How do we grow the next generation of UX talent?

The Shillington School offers learning through theory and hands-on experience working from briefs under real-world timelines. The founder, Andrew Shillington, observed that it was hard to hire people with all skills necessary to be productive in an ad agency.

“As an employer, Andrew sought to hire talented young graphic design graduates but found it increasingly difficult to find those with high-end computer skills, a practical knowledge of design theory and could meet challenging deadlines. It soon became apparent that students leaving schools and universities were not adequately trained in today’s world of computers and design software. And so Shillington School was born.”

I’ve observed the same situation in the UX field. There’s often a mismatch between academic programs and the demands of employment. As an employer of interaction designers, I’ve had difficulty finding people who have a work-ready skill set right out of school. Most often, it takes a couple years working in a professional environment before someone picks up the necessary combination of design thinking skills, tools use, collaboration and facilitation skills, client interaction and project management, and general knowledge of how the business world works. When evaluating an applicant, I want to see their process and approach as well as finished work. Most junior level jobs only expose someone to pieces of a project, and don’t provide opportunities to experience the end-to-end process of finding insight, creating a concept, constructing a prototype or other artifact and validating that with actual users. It’s even less common that someone’s had that chance to do that work as part of a collaborative balanced team.

How can we create work that’s appropriate for a new interaction designer as they gain the full compliment of skills? In an agency setting, it’s possible to partner a less-experienced designer with a more experienced design partner. I’ve seen this work well, however an agency can only take on a limited number of new people in this way. It doesn’t help the individual practitioner who wants to work in-house, or start his or her own company.

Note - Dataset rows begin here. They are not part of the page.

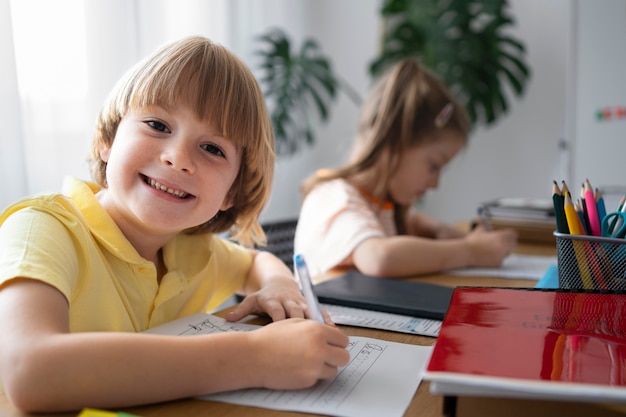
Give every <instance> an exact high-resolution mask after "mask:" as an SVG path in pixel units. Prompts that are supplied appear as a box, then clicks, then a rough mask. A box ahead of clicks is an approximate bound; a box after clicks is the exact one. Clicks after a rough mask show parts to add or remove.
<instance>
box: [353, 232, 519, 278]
mask: <svg viewBox="0 0 626 417" xmlns="http://www.w3.org/2000/svg"><path fill="white" fill-rule="evenodd" d="M516 244H517V236H516V234H515V232H514V231H512V230H497V231H494V232H487V231H485V230H484V229H483V228H477V229H475V230H474V231H472V232H471V233H469V234H467V235H466V236H465V237H463V238H457V239H430V238H423V237H415V236H393V237H386V238H380V237H376V238H370V239H367V240H365V241H363V242H362V243H360V244H359V245H358V246H357V247H356V249H355V250H354V252H353V255H352V257H353V262H354V264H355V267H356V268H357V269H359V270H360V271H361V272H363V273H365V274H369V275H375V276H381V277H387V278H402V277H407V276H415V275H423V274H431V273H436V272H441V271H445V270H448V269H455V268H466V267H472V266H499V265H500V264H501V263H502V261H503V260H504V258H505V257H506V256H507V255H508V254H510V253H511V252H512V251H513V249H514V248H515V246H516Z"/></svg>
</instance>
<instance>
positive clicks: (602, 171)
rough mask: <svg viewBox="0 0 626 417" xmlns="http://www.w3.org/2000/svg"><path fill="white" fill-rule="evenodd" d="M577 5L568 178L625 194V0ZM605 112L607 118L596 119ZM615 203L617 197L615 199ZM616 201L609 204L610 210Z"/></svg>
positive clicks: (625, 103)
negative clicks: (612, 187) (571, 118)
mask: <svg viewBox="0 0 626 417" xmlns="http://www.w3.org/2000/svg"><path fill="white" fill-rule="evenodd" d="M595 6H596V4H595V3H593V2H588V1H578V8H577V13H576V19H575V22H576V33H577V36H576V52H577V53H576V56H575V65H574V66H573V68H574V69H575V70H576V73H575V80H574V85H575V88H573V89H572V103H573V104H574V106H573V107H572V114H573V115H574V117H573V120H571V121H570V122H571V126H572V131H571V135H570V137H571V143H572V145H573V147H572V151H573V156H572V160H573V168H574V169H573V173H572V176H573V178H574V180H575V181H576V182H577V183H578V184H580V183H581V182H582V181H584V180H585V178H589V180H590V181H591V183H592V184H593V185H595V186H598V187H605V186H621V193H622V195H623V193H624V192H626V181H625V178H626V175H625V172H624V171H625V170H624V168H626V163H625V162H626V117H624V116H622V117H619V116H618V113H617V112H616V111H615V110H616V109H617V108H621V109H623V110H622V111H626V0H604V1H603V2H602V6H603V7H595ZM603 110H608V111H610V112H611V117H610V118H601V119H599V118H597V117H596V113H597V112H599V111H603ZM616 197H617V199H618V200H619V196H616ZM616 205H617V204H616V202H614V204H613V205H612V206H611V207H612V208H613V207H616Z"/></svg>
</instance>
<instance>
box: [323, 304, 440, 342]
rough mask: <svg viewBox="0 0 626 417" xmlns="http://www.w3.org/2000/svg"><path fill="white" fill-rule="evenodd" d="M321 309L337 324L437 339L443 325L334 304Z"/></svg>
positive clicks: (380, 312) (330, 304) (383, 312)
mask: <svg viewBox="0 0 626 417" xmlns="http://www.w3.org/2000/svg"><path fill="white" fill-rule="evenodd" d="M321 307H322V308H323V309H324V310H326V312H327V313H328V315H329V316H330V318H331V319H332V320H333V322H334V323H336V324H343V325H346V326H355V327H367V328H369V329H380V330H388V331H391V332H399V333H409V334H418V335H422V336H430V337H437V335H438V334H439V330H440V329H441V323H442V322H441V320H433V319H424V318H420V317H412V316H405V315H402V314H393V313H385V312H382V311H373V310H365V309H361V308H354V307H345V306H336V305H332V304H321Z"/></svg>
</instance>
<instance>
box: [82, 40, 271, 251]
mask: <svg viewBox="0 0 626 417" xmlns="http://www.w3.org/2000/svg"><path fill="white" fill-rule="evenodd" d="M176 104H185V105H189V106H190V108H191V109H192V110H193V111H194V112H195V114H196V116H197V117H198V118H199V119H200V120H204V121H206V122H207V123H208V124H209V125H211V126H212V127H214V128H218V129H219V130H220V132H221V135H222V136H224V137H227V138H229V139H230V140H232V141H233V142H234V143H235V145H236V146H237V147H238V148H239V149H240V151H241V165H240V168H239V173H238V174H237V177H236V179H235V181H234V183H233V185H232V187H231V189H230V190H229V192H228V195H227V197H226V198H227V199H229V200H230V201H231V202H232V203H233V205H232V207H231V208H229V209H228V210H225V211H220V212H219V213H218V215H216V216H215V217H214V218H213V219H211V220H210V221H208V222H206V223H204V224H202V225H199V226H197V227H195V228H193V229H191V230H189V231H188V232H191V233H197V232H209V233H222V232H226V231H230V232H231V234H232V237H233V239H235V240H237V241H239V242H240V243H242V244H244V245H247V246H251V245H253V244H264V243H265V234H264V233H263V230H262V229H261V227H260V225H259V223H258V217H259V215H260V213H261V211H262V210H263V208H264V206H265V204H266V202H267V200H268V198H269V196H270V193H271V186H272V181H273V175H274V159H275V154H274V136H273V131H272V125H271V121H270V118H269V115H268V112H267V109H266V107H265V101H264V98H263V94H262V92H261V89H260V88H259V85H258V83H257V81H256V79H255V78H254V76H253V74H252V72H251V71H250V69H249V68H248V67H247V66H246V65H245V64H244V63H243V62H242V61H241V60H240V59H239V58H237V57H236V56H235V55H234V54H233V53H231V52H229V51H228V50H227V49H226V48H224V47H223V46H221V45H219V44H216V43H213V42H211V41H210V40H208V39H206V38H203V37H199V36H194V37H188V38H184V39H182V40H180V41H177V42H173V43H171V44H169V45H166V46H164V47H163V48H161V49H160V50H158V51H156V52H155V53H154V54H153V55H151V56H149V57H147V58H146V59H144V60H142V61H141V62H139V63H138V64H137V65H135V66H134V67H133V68H131V69H130V70H129V72H128V73H127V74H126V75H125V76H124V77H122V79H121V80H120V81H119V82H118V83H117V85H116V86H115V87H114V89H113V91H112V92H111V94H110V95H109V97H108V98H107V99H106V101H105V103H104V105H103V107H102V110H101V111H100V114H99V115H98V119H97V123H96V129H95V133H94V137H93V143H92V149H91V158H90V165H91V173H92V176H93V178H94V180H95V181H96V182H97V183H98V184H99V185H100V186H102V187H107V180H106V163H105V162H104V161H103V160H102V159H101V158H100V150H101V149H102V148H103V147H105V148H108V147H110V146H111V145H112V143H113V140H114V138H115V134H116V131H117V128H118V126H119V124H120V121H121V120H122V118H123V117H124V116H125V115H126V114H127V112H128V111H129V110H130V109H135V108H144V107H146V106H151V105H158V106H164V107H167V106H172V105H176Z"/></svg>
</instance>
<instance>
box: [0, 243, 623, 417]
mask: <svg viewBox="0 0 626 417" xmlns="http://www.w3.org/2000/svg"><path fill="white" fill-rule="evenodd" d="M517 251H518V252H519V253H526V254H535V255H554V254H555V253H556V248H555V246H553V245H524V244H522V245H520V246H519V247H518V249H517ZM412 280H415V281H423V282H434V283H440V284H444V285H450V286H459V285H468V284H471V285H476V286H495V287H501V286H508V287H533V286H534V285H535V283H536V282H535V281H533V280H526V279H504V278H485V277H482V278H481V277H477V278H468V277H463V276H456V275H443V274H436V275H430V276H424V277H419V278H414V279H412ZM342 328H343V329H344V330H345V332H346V333H347V334H348V335H350V336H366V337H373V338H378V339H383V340H389V341H394V342H401V343H411V344H418V345H428V346H430V345H432V344H433V342H434V341H435V339H433V338H430V337H424V336H416V335H410V334H404V333H395V332H388V331H384V330H374V329H365V328H357V327H349V326H342ZM442 407H443V399H442V397H441V396H436V395H432V394H431V393H430V392H429V384H428V382H422V383H421V384H420V386H419V388H418V390H417V391H416V393H415V395H414V396H413V399H412V401H411V404H410V405H409V408H408V410H407V412H406V414H405V416H407V417H409V416H420V417H442V416H443V414H442ZM123 411H126V412H128V413H132V414H136V415H138V416H142V417H180V416H185V417H192V416H209V415H210V416H225V417H237V416H251V415H253V416H257V417H290V416H293V417H296V416H302V415H303V414H302V413H296V412H284V411H274V410H267V409H261V408H253V407H244V406H237V405H231V404H225V403H218V402H212V401H200V400H194V399H186V400H180V401H172V402H167V403H161V404H154V405H148V406H141V407H133V408H125V409H123ZM620 411H621V412H620ZM77 415H78V412H74V413H57V414H51V415H50V416H55V417H75V416H77ZM528 415H532V416H533V417H541V416H554V415H568V416H594V417H595V416H598V415H602V416H606V417H613V416H624V415H626V410H624V409H623V408H622V409H617V408H615V409H613V408H609V407H607V406H602V405H595V404H587V403H566V402H557V401H534V400H511V399H483V398H463V397H461V398H459V399H458V404H457V417H466V416H467V417H469V416H481V417H483V416H484V417H489V416H508V417H509V416H510V417H515V416H528ZM26 416H32V417H36V416H44V415H43V414H27V413H21V412H19V411H17V410H15V409H14V408H13V407H12V406H11V405H10V404H9V402H8V401H7V398H6V396H5V395H4V393H0V417H26ZM381 417H382V416H381Z"/></svg>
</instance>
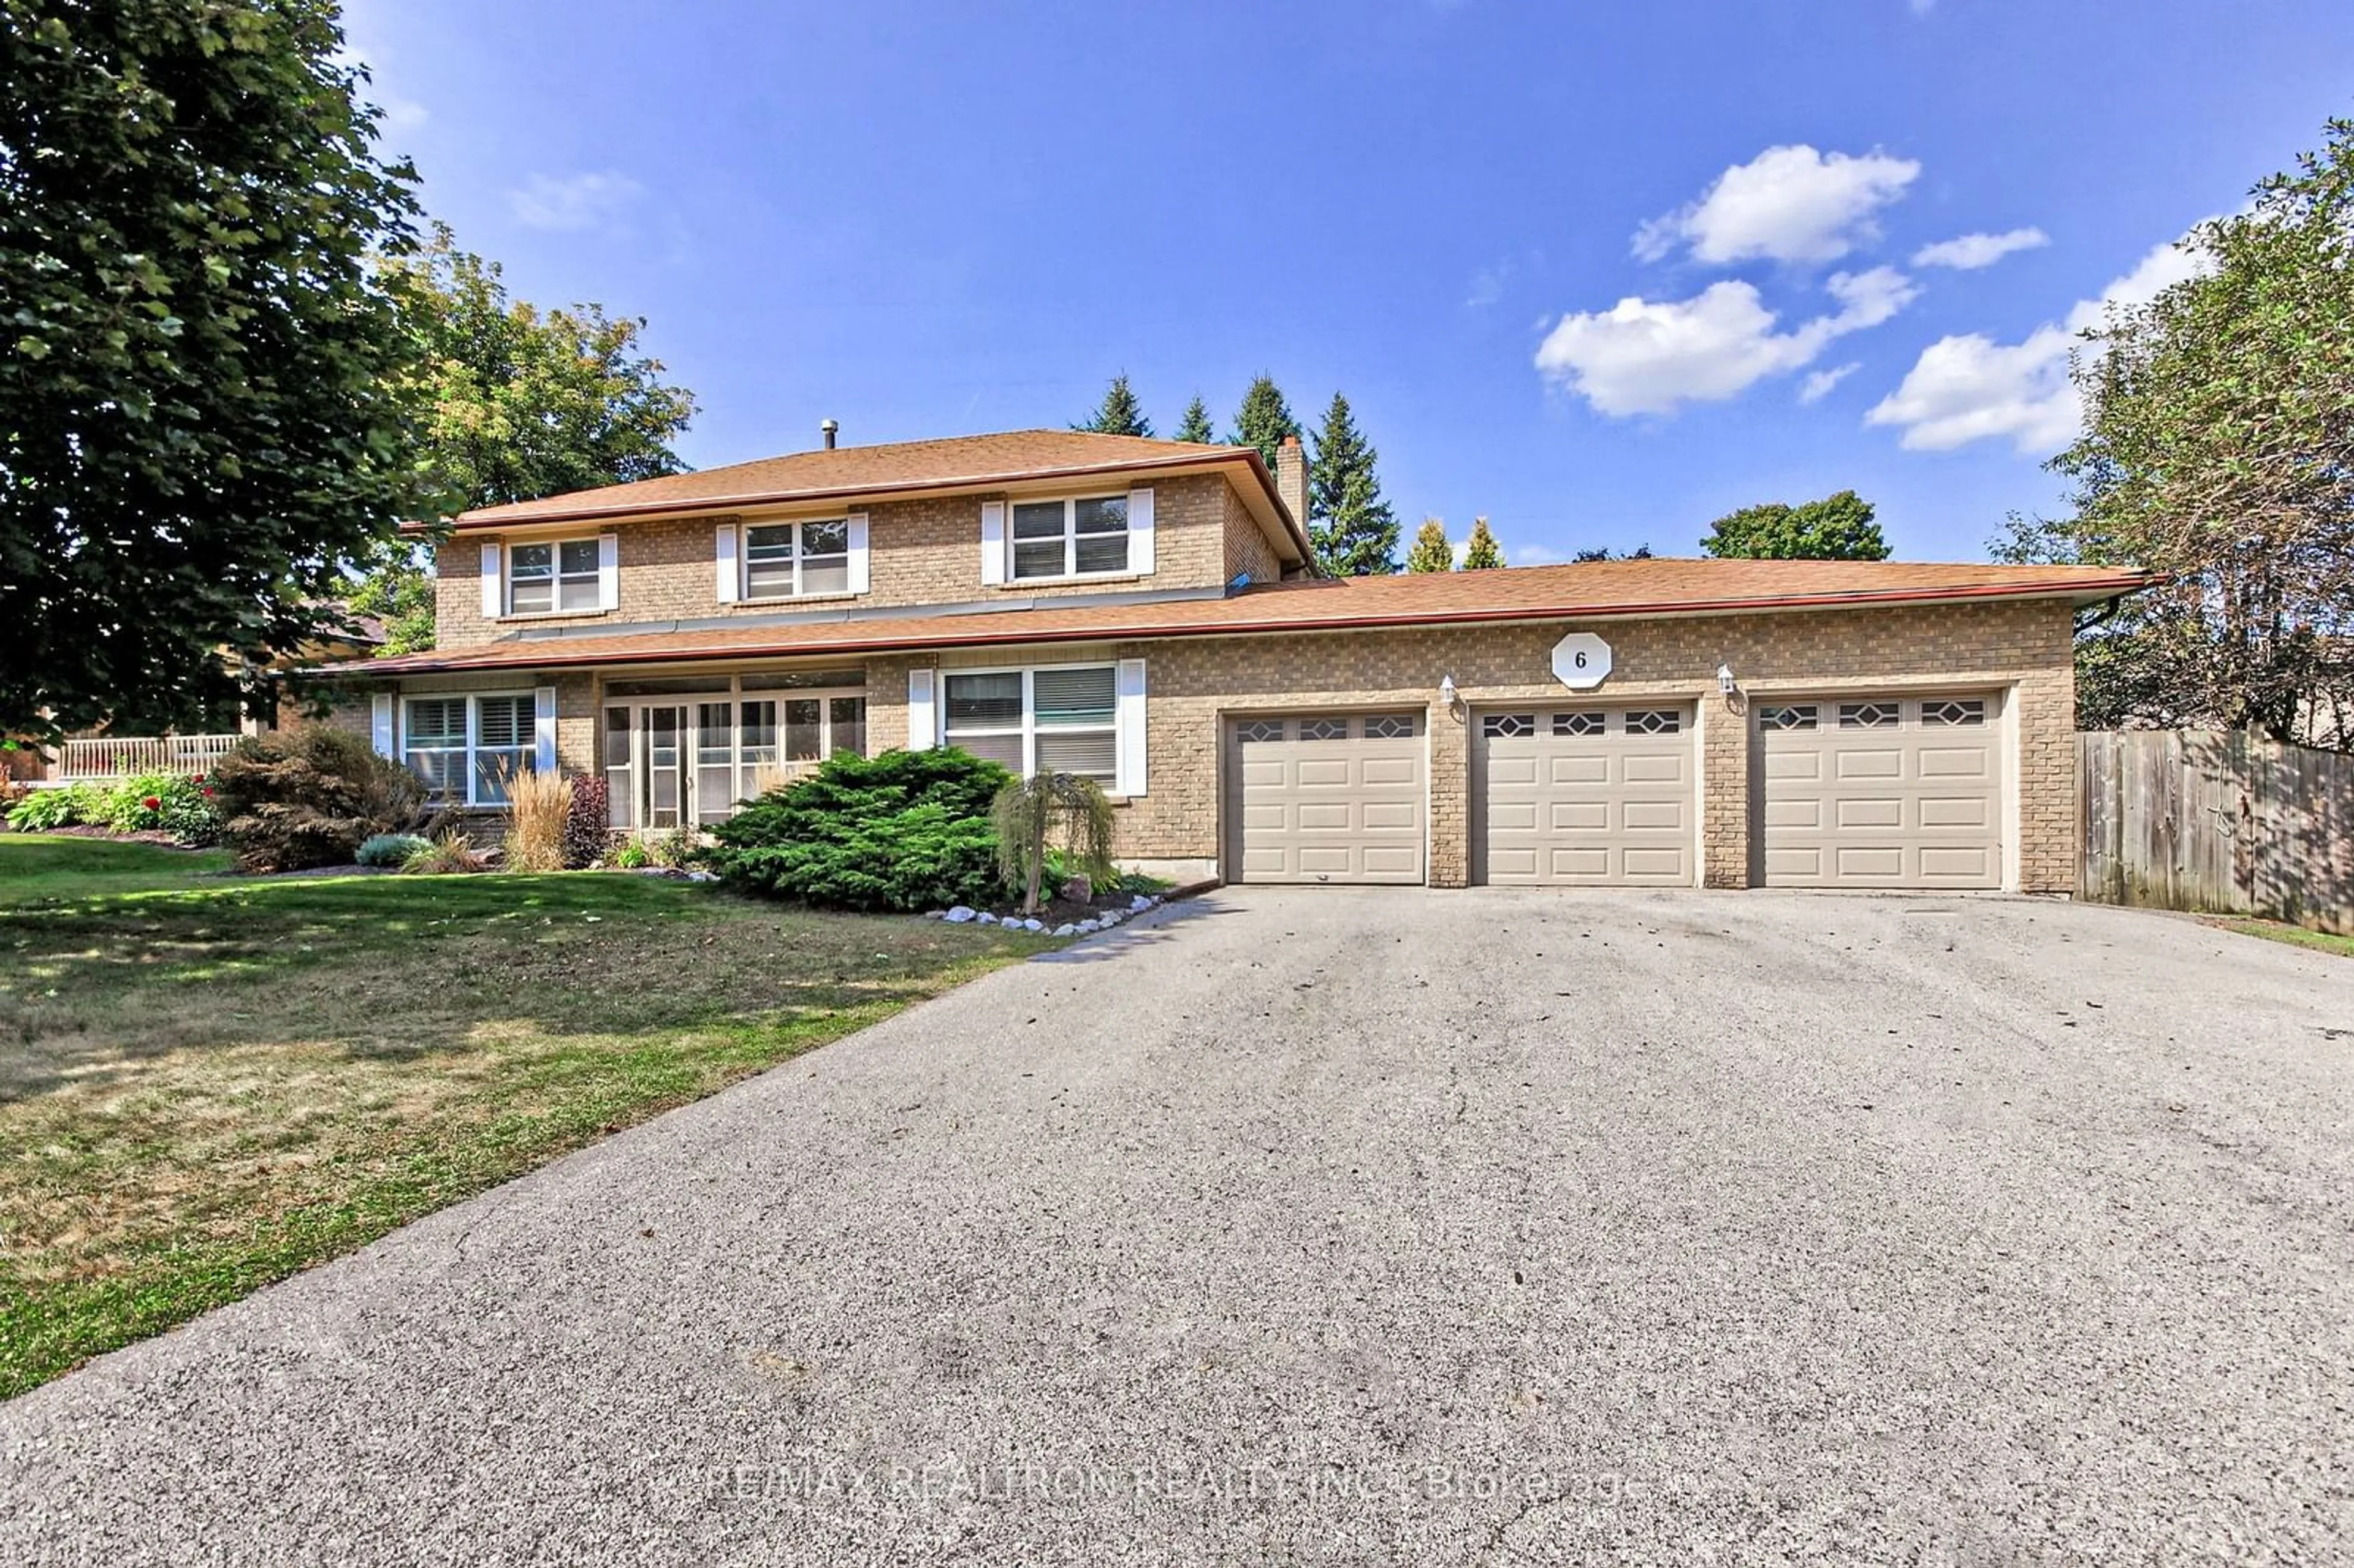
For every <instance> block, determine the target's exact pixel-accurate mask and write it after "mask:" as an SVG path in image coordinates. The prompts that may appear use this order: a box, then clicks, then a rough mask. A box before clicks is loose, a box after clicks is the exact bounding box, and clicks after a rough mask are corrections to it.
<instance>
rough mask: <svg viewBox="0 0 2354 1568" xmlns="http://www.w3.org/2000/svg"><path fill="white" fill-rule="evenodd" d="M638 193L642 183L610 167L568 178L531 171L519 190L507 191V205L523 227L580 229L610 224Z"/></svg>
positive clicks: (571, 230)
mask: <svg viewBox="0 0 2354 1568" xmlns="http://www.w3.org/2000/svg"><path fill="white" fill-rule="evenodd" d="M640 195H645V186H640V184H638V181H636V179H631V177H629V174H617V172H612V170H605V172H600V174H572V177H570V179H553V177H548V174H532V177H530V179H527V181H525V184H523V188H520V191H508V193H506V207H508V212H513V214H516V221H518V224H523V226H525V228H556V231H579V228H600V226H605V224H610V221H612V219H614V217H619V212H621V210H624V207H629V205H631V202H633V200H638V198H640Z"/></svg>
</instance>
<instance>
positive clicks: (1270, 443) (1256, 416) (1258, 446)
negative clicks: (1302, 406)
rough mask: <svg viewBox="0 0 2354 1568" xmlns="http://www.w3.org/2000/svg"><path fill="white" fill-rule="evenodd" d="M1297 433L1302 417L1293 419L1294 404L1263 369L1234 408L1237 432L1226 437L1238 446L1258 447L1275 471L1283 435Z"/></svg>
mask: <svg viewBox="0 0 2354 1568" xmlns="http://www.w3.org/2000/svg"><path fill="white" fill-rule="evenodd" d="M1297 433H1299V421H1297V419H1292V405H1290V403H1285V400H1283V391H1281V388H1278V386H1276V379H1274V377H1269V374H1264V372H1262V374H1259V377H1257V379H1255V381H1252V384H1250V391H1245V393H1243V405H1241V407H1238V410H1236V412H1233V436H1229V438H1226V440H1229V443H1231V445H1238V447H1257V450H1259V457H1264V459H1266V469H1269V473H1274V469H1276V452H1278V450H1281V447H1283V438H1285V436H1297Z"/></svg>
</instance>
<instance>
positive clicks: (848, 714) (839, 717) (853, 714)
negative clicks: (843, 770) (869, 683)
mask: <svg viewBox="0 0 2354 1568" xmlns="http://www.w3.org/2000/svg"><path fill="white" fill-rule="evenodd" d="M826 730H829V737H826V756H836V753H840V751H847V753H850V756H866V699H864V697H831V699H829V702H826Z"/></svg>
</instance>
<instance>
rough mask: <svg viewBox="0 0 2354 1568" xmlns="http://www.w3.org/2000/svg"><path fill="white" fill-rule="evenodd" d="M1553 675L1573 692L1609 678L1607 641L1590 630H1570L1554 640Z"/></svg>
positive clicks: (1597, 684)
mask: <svg viewBox="0 0 2354 1568" xmlns="http://www.w3.org/2000/svg"><path fill="white" fill-rule="evenodd" d="M1554 676H1556V678H1558V680H1561V685H1565V687H1570V690H1572V692H1591V690H1594V687H1596V685H1601V683H1603V680H1608V678H1610V643H1603V640H1601V638H1598V636H1594V633H1591V631H1572V633H1570V636H1565V638H1561V640H1558V643H1554Z"/></svg>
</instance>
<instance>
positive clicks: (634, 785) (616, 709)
mask: <svg viewBox="0 0 2354 1568" xmlns="http://www.w3.org/2000/svg"><path fill="white" fill-rule="evenodd" d="M629 716H631V709H605V819H607V822H610V824H612V826H621V829H626V826H638V770H636V768H633V765H631V763H633V760H636V756H638V753H636V746H633V744H631V723H629Z"/></svg>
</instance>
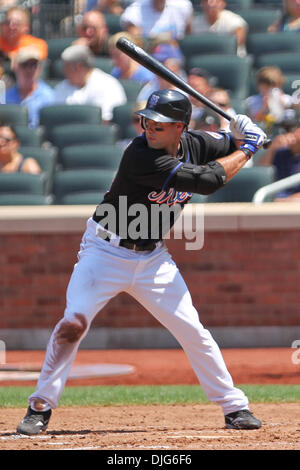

What if we could treat apprenticeship as a form of entrepreneurial exercise? The apprentice creates a portfolio piece that follows an idea from research and concept identification to visualization and validation. With that as a basis, we’d just have to figure out how to extend that individual practice into an ability to participate as a part of cross-functional team. Ideally, we could create cross-functional teams and mentor THEM, but would that still be considered apprenticeship, or an incubator?